Un membre du groupe d'autodéfense devant une maison incendiée.
(Photo : Stéphanie Braquehais/RFI)
De notre envoyée spéciale à Nakuru,
Stéphanie Braquehais.
A l’aube, au bord de la rue bitumée Harry Thuku, menant aux bidonvilles de Githima et Kaptembwa, des dizaines de jeunes, pangas (machettes) à la main, s’en prennent aux camions de commerce qui tentent de traverser l’embranchement. Le chauffeur d’un matatu, (bus kenyan) est extirpé avec violence de son véhicule et lynché par un groupe en liesse, qui hurle des injures, tout en le frappant avec frénésie.
A une centaine de mètres de là, des hommes de l’ethnie kalenjin et luo, armés de bâtons, d’arcs et de flèches ou de barres de fer, sont réunis en conciliabule pour organiser la contre-attaque. « Les Kikuyu nous empêchent d’emprunter la route qui mène au centre-ville, on ne peut pas aller travailler, explique un employé de l’industrie de savon de Nakuru.

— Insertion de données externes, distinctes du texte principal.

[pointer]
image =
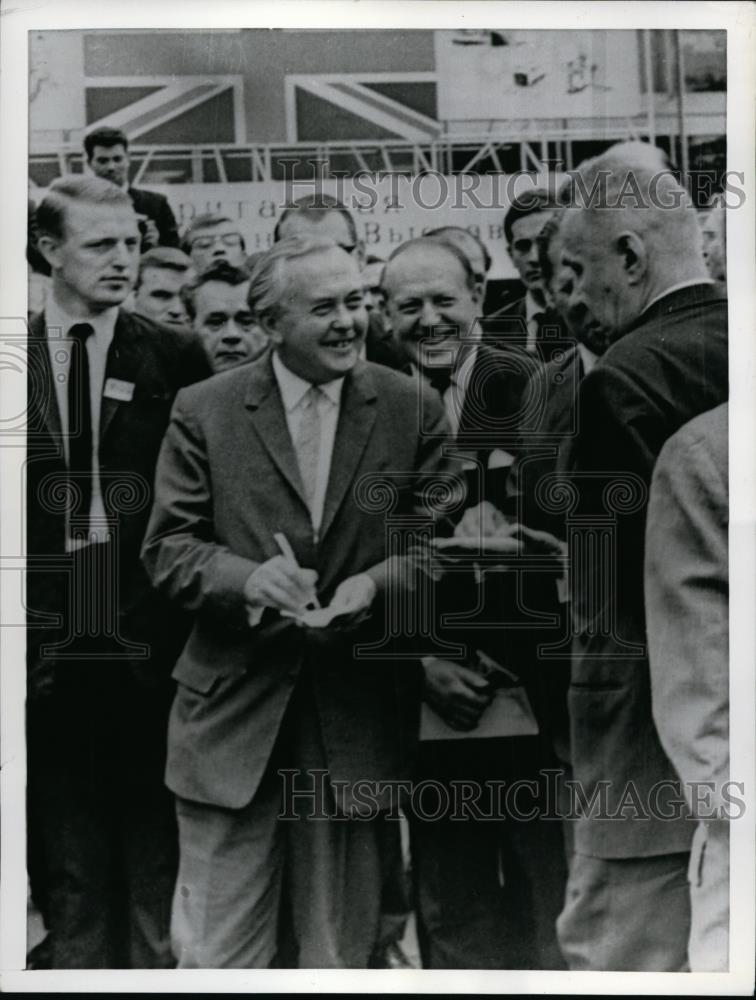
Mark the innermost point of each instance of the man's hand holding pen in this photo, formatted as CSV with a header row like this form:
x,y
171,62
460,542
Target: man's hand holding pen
x,y
281,584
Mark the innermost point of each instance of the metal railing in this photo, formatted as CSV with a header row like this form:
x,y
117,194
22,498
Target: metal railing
x,y
492,147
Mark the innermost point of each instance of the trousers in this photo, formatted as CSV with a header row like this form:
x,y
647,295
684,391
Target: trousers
x,y
284,881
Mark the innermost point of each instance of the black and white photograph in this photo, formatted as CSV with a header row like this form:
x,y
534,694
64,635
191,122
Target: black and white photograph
x,y
373,376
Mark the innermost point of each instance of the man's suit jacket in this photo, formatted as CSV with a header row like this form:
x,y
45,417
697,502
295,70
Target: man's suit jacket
x,y
669,368
157,208
489,417
544,436
157,361
381,347
227,480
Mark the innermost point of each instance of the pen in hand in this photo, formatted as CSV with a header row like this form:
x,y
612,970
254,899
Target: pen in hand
x,y
288,553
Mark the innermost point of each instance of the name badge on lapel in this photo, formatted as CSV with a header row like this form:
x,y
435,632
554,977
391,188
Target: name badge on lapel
x,y
116,388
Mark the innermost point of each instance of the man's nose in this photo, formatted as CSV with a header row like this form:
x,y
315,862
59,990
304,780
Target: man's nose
x,y
343,317
123,255
430,316
231,333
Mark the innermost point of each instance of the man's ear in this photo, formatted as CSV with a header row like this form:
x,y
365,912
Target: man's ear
x,y
50,248
632,250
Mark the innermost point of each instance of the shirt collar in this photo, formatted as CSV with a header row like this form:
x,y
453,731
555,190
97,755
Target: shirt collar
x,y
465,364
587,356
293,388
676,288
58,318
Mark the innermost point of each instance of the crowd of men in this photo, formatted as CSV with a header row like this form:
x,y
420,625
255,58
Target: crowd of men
x,y
319,554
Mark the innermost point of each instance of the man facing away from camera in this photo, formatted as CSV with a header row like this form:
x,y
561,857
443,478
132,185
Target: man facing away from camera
x,y
274,492
638,268
100,643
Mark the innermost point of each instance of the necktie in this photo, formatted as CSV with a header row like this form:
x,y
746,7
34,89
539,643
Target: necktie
x,y
307,443
79,423
439,378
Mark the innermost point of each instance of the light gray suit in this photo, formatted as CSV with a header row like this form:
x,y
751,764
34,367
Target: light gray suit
x,y
252,700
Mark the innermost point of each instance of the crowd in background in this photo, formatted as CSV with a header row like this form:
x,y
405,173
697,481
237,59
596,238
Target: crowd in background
x,y
577,584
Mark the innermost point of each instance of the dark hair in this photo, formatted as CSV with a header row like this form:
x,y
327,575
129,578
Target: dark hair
x,y
51,211
451,248
164,259
443,233
528,203
104,137
315,206
206,221
220,271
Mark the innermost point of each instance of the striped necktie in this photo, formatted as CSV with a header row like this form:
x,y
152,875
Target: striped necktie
x,y
79,428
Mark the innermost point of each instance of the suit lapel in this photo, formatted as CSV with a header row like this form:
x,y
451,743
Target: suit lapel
x,y
356,419
39,363
125,359
263,402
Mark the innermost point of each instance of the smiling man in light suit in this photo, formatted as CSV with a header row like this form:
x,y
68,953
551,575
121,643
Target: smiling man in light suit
x,y
292,444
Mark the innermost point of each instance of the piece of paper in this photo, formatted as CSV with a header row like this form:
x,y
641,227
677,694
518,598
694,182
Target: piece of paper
x,y
509,714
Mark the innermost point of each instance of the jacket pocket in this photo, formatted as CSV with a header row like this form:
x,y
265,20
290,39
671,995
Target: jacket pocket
x,y
201,679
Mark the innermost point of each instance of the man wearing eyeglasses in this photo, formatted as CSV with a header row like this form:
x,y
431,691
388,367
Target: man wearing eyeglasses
x,y
213,238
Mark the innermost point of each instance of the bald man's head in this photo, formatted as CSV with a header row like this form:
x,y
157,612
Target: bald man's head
x,y
628,233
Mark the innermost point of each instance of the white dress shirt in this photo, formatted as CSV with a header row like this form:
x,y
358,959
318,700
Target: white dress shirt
x,y
58,322
588,357
293,390
532,311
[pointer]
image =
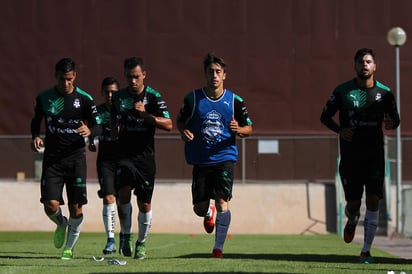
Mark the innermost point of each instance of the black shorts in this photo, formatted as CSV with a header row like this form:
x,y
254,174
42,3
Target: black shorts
x,y
106,170
139,173
69,171
212,182
362,170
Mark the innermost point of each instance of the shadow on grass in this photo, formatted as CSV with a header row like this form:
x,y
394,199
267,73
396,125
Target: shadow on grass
x,y
331,258
24,255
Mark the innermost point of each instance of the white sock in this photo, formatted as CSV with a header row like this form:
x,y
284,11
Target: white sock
x,y
222,227
57,217
125,217
370,227
109,217
145,222
73,232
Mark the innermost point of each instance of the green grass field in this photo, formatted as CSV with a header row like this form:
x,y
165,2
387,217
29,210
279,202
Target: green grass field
x,y
33,252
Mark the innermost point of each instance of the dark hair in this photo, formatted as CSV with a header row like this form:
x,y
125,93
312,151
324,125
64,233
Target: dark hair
x,y
362,52
65,65
213,59
109,81
132,62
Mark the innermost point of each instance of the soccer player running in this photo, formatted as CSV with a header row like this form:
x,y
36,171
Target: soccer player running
x,y
70,116
137,111
363,104
208,122
106,163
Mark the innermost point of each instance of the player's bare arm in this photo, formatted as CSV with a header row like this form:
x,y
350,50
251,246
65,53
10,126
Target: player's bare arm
x,y
185,134
84,130
244,131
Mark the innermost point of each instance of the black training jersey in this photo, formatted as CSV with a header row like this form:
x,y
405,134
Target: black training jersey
x,y
107,147
361,109
63,114
136,136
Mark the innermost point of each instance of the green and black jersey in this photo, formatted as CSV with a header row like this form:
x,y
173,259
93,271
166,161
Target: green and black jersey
x,y
362,110
63,114
107,147
136,136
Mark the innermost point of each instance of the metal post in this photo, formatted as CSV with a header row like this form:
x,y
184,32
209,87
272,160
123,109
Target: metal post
x,y
398,150
243,160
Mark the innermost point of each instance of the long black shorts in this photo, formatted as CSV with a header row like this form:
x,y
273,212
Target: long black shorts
x,y
212,182
69,171
106,170
139,173
362,171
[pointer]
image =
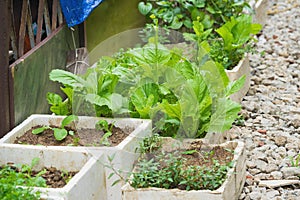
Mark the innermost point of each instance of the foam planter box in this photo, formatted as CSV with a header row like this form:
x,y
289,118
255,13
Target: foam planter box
x,y
243,68
124,153
88,183
229,190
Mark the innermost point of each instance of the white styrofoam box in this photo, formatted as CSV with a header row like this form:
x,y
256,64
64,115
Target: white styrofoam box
x,y
243,68
88,183
125,152
229,190
260,8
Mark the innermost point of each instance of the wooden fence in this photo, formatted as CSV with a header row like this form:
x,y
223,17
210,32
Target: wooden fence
x,y
31,22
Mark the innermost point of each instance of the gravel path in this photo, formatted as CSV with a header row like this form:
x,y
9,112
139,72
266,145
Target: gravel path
x,y
272,106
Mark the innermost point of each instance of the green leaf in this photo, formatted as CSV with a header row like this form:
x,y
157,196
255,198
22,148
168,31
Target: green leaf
x,y
189,152
34,162
60,134
235,86
69,92
256,28
66,78
144,98
115,182
144,8
176,24
54,99
67,120
172,110
110,175
39,130
71,133
224,115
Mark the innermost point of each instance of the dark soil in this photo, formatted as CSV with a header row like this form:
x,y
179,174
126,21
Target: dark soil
x,y
205,156
54,178
82,137
195,163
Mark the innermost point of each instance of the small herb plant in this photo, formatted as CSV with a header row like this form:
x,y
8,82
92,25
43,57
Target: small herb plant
x,y
107,129
295,162
169,169
180,14
150,144
12,176
59,133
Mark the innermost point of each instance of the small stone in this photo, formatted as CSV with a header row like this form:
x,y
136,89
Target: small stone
x,y
276,175
290,171
271,168
296,123
262,165
262,131
255,195
280,140
281,151
254,171
271,194
242,196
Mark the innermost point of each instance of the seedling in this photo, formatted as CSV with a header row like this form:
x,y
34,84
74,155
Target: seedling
x,y
12,176
107,129
59,133
295,162
150,144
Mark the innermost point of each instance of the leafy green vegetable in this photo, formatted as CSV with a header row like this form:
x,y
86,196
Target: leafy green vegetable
x,y
59,133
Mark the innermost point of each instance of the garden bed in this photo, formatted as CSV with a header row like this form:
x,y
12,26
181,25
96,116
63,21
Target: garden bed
x,y
124,153
90,171
230,189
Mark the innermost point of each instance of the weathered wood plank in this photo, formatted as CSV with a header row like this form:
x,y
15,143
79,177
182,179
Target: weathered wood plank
x,y
4,75
13,33
47,18
40,21
23,27
60,16
29,26
54,14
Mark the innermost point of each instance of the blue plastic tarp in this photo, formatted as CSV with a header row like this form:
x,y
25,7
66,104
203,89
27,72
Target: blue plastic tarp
x,y
76,11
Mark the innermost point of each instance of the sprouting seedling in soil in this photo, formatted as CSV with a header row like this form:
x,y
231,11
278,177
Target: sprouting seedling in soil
x,y
190,152
295,162
107,129
59,133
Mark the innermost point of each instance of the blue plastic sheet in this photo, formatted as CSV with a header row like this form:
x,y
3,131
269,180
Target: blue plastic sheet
x,y
76,11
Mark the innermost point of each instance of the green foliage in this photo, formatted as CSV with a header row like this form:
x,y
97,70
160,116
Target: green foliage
x,y
59,133
150,144
180,14
167,170
107,128
295,162
12,176
236,36
184,98
57,105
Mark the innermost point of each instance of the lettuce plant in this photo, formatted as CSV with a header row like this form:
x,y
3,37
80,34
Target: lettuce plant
x,y
184,98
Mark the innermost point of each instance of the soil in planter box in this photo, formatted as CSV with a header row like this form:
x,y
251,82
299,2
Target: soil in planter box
x,y
54,178
194,167
82,137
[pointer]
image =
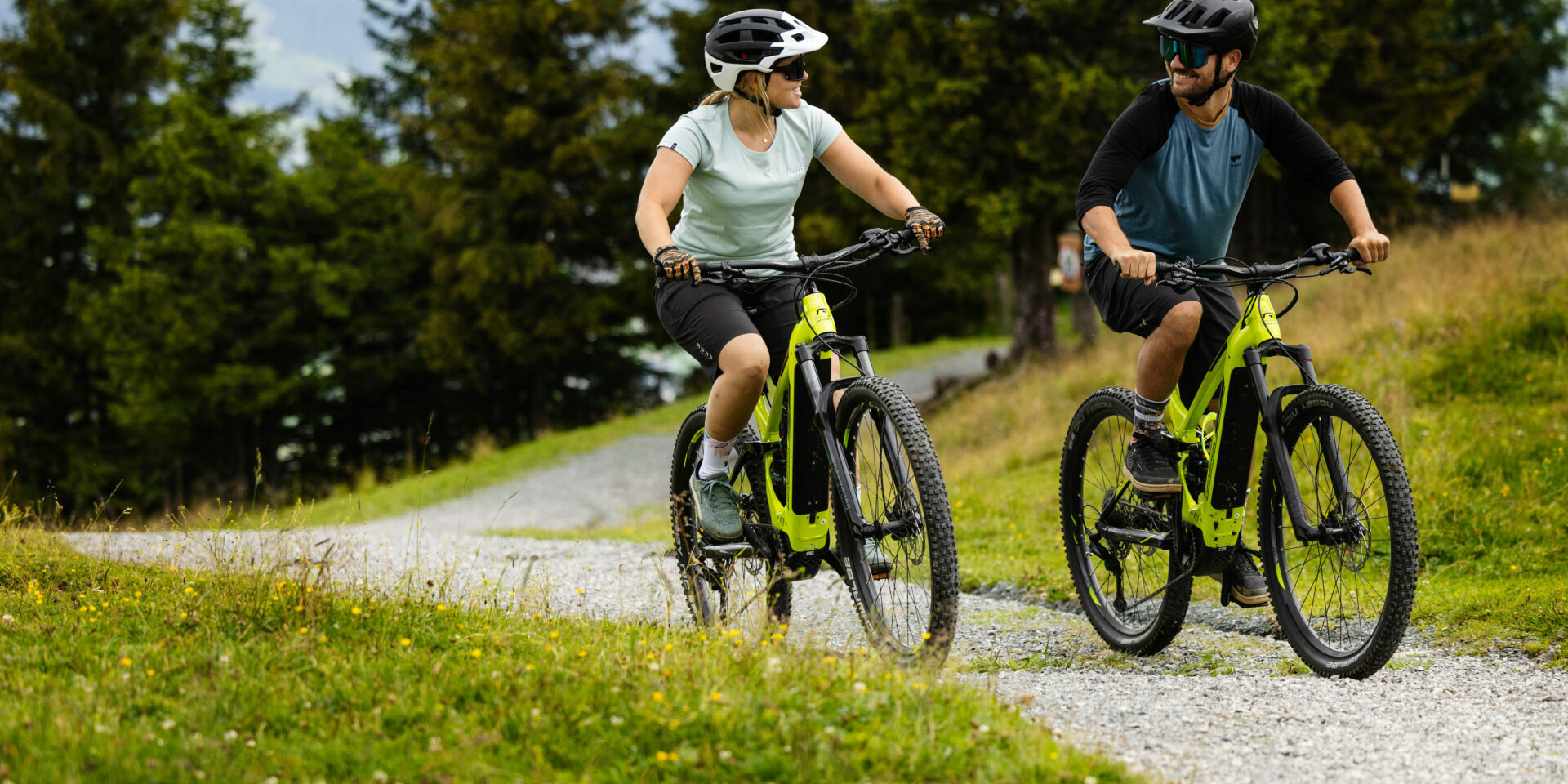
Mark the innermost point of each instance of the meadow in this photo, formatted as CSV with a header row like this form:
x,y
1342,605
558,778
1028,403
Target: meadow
x,y
154,673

On veut les chasser de là, ce sont eux qui nous poussent à nous battre ».
Un de leurs chefs, appelé Koskei, un homme trapu au visage bonhomme qui répond sans cesse à son téléphone portable, s’adresse longuement en langue kalenjin à cette milice de quartier, formée d’une centaine de jeunes, qui l’écoute religieusement, tout en jetant de temps à autre un regard inquiet lorsque les cris « ennemis » semblent se rapprocher.
Ceux équipés de machettes ou d’arcs et de flèches doivent aller à l’avant du groupe, pour lancer l’offensive. Les autres, en retrait, sont censés incendier le plus de maisons et d’échoppes possible. « Mais attention, nous devons tuer silencieusement. Sinon, la police nous entendra… »
Un code est mis en place pour éviter de tuer les membres de son propre groupe : frapper deux bâtons l’un contre l’autre à deux reprises.
Pillages organisés
« Nous ne pouvons pas adopter un code verbal, car nous parlons des langues différentes, le luo, le kalenjin, le luhya. Il ne nous reste que le swahili, mais les autres le parlent aussi », énonce doctement Simon, âgé d’une vingtaine d’années.
« Vous savez en face, ils massacrent tout le monde! Nous, au moins, on a un peu plus de compassion », poursuit Simon.
L'intervention de la police quelques heures après le début des troubles.
(Photo : Stéphanie Braquehais/RFI)
Une dizaine d’entre eux se mettent rapidement au travail. Ils marchent avec nonchalance le long des chemins en terre et mettent le feu à des matelas, des petites bonbonnes de gaz ou de simples vêtements qu’ils trouvent à l’intérieur des maisons.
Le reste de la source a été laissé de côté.